Denn die politische Situation hat sich von einem Tag auf den anderen dramatisch zugespitzt. Klar wurde, dass die Gesellschaft tief gespalten und das Urteil die einen in Jubel und die anderen in Trauer stürzt. Klar wurde auch, dass ein nicht zu unterschätzender Teil der Bevölkerung sogar rollende Panzern begrüßen wird, falls die AKP keine Kompromisse mit den säkularen Kreisen suchen sollte. Dann scheint ein Militärputsch ebenso unabwendbar wie dessen Folgen: eine Verhaftungswelle gegen Islamisten jeden Grades, das Verbot ihrer Organisationen und eine Verschärfung der bestehenden Verfassung. Die Demokratisierung aber wäre bis auf Weiteres vertagt. Dass solche Putschpläne existieren, ist ein offenes Geheimnis.

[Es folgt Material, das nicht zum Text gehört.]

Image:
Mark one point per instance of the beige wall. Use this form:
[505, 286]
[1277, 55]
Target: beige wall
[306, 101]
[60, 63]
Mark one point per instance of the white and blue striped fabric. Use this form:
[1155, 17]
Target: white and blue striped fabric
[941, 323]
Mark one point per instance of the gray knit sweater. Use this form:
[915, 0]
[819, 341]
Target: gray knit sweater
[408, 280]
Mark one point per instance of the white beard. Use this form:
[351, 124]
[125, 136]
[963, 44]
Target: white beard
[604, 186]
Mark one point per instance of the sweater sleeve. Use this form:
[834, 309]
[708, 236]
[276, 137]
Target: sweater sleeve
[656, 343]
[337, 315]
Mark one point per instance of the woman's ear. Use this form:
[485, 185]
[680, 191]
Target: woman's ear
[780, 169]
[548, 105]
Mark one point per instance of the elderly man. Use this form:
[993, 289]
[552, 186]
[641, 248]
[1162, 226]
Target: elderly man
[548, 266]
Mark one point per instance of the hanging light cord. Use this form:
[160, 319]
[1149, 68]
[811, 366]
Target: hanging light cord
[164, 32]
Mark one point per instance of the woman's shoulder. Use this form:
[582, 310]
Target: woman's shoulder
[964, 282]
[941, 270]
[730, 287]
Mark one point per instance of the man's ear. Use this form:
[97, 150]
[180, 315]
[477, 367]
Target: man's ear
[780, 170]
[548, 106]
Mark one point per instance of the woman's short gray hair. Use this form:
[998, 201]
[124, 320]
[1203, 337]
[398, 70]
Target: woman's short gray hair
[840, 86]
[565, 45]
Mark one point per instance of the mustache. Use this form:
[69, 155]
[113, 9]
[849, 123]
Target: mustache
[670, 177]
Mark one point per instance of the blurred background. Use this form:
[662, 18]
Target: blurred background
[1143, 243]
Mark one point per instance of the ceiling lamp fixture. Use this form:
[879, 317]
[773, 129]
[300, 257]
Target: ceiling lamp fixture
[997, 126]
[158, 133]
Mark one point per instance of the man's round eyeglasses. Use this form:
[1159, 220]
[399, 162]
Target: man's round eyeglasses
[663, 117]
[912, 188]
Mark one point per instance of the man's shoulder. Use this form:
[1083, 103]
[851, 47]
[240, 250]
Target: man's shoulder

Die Armeeführung hielt ihre Meinung nicht zurück. Die Generäle begrüßten das Urteil offen und einstimmig. Generalstabschef Yasar Büyükanit fügte hinzu, alle Verfassungsorgane der Türkei seien bereit, "die laizistische Grundordnung bis zum Letzten zu schützen".
Erdogan ist unentschlossen. Sein Kalkül, mit den Mächten der alten Republik hinter verschlossenen Türen etwa in der Kurdenfrage Kompromisse zu schließen, um sich in religiösen Dingen größeren Spielraum zu schaffen, geht offenbar nicht auf. Er hat mächtige Gegner jenseits der Armee: Der säkulare Arbeitgeberverband Tüsiad beklagt, dass alle lukrativen Staatsaufträge an AKP-nahe Firmen gehen. Die Linke und Gewerkschaften sind von der neoliberalen AKP-Politik enttäuscht. Intellektuelle und vor allem viele modern lebende Frauen fürchten iranische Verhältnisse. Die Glaubensgemeinschaft der Aleviten wartet vergeblich auf eine Gleichstellung. Und nicht zuletzt fürchten die Kurden einen wachsenden Einfluss der AKP unter ihren Stammwählern im Südosten Anatoliens. So heterogen dieser Block ist, ist er doch viel zu mächtig, als dass die AKP ihn leichtfertig ignorieren könnte.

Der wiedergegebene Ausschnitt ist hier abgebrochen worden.